The lawsuit arrives at a crucial juncture as governments around the world have stepped up to regulate internet platforms for reasons as varied as financial fraud, stifling competition, inciting violence, and spreading misinformation, hate speech, and obscene content. WhatsApp is also locked in a similar legal battle with Brazil over similar legislation.
WhatsApp, for its part, has long argued against incorporating traceability as it would not only force companies to collect more data about the kind of messages being sent and shared and the identities behind them, but also subvert users’ expectation of secure and private messaging.
Adding such a requirement would mean breaking WhatsApp’s end-to-end encryption (E2EE), which secures messages from potential eavesdroppers – including telecom providers, internet service providers, and even WhatsApp itself — from being able to access the cryptographic keys necessary to decode the conversation.
“Traceability is intended to do the opposite by requiring private messaging services like WhatsApp to keep track of who-said-what and who-shared-what for billions of messages sent every day,” the company said.

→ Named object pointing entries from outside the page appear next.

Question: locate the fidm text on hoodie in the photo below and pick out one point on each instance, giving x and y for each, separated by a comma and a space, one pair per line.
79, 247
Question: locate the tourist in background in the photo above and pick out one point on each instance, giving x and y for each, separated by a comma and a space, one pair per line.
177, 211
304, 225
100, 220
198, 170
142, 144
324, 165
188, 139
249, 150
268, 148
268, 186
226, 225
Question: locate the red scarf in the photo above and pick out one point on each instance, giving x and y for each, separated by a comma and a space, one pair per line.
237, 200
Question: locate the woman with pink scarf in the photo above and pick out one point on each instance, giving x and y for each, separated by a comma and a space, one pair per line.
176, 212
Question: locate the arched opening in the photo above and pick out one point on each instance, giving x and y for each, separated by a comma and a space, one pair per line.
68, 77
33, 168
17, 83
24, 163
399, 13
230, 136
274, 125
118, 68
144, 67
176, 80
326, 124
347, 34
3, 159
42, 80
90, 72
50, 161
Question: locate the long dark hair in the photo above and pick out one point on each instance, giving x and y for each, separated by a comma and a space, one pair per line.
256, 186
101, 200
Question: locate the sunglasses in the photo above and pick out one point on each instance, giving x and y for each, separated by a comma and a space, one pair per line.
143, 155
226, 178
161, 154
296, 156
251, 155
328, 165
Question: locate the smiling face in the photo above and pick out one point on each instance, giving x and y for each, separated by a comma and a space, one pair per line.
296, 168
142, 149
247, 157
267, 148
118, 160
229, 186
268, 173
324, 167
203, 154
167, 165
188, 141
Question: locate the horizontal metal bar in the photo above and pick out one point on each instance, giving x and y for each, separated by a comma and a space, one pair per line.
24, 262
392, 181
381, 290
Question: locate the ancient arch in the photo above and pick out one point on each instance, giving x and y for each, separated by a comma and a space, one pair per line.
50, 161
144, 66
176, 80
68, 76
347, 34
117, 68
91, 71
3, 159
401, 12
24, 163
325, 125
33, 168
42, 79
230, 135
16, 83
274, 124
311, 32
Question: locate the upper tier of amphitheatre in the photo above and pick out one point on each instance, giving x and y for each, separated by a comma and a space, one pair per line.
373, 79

“Traceability requires messaging services to store information that can be used to ascertain the content of people’s messages, thereby breaking the very guarantees that end-to-end encryption provides. In order to trace even one message, services would have to trace every message.”
As a workaround, the Indian government had previously proposed that WhatsApp assign an alphanumeric hash to every message sent through its platform to enable traceability without weakening encryption, according to a report from the Economic Times in March 2021.
The company also contends that traceability is not so much effective as it’s highly susceptible to abuse, noting that users could be labeled as “originators” simply for sharing an article or a downloaded image that could then be repurposed by other users on the platform in an entirely different circumstance.
Furthermore, WhatsApp contended that the new requirement inverts the way law enforcement typically investigates crimes. “In a typical law enforcement request, a government requests technology companies provide account information about a known individual’s account,” it said. “With traceability, a government would provide a technology company a piece of content and ask who sent it first.”
In response, WhatsApp — which earlier said it will continue to push users into accepting the updates with a “persistent reminder” in return for a “limited functionality” — has since completely walked back from that stance, stating it has “no plans for these reminders to become persistent and to limit the functionality of the app.”
WhatsApp however said it intends to keep reminding users about the update at least till India’s upcoming Personal Data Protection (PDP) bill comes into effect. WhatsApp’s new terms don’t apply to the European Union due to prevailing GDPR data regulations in the region.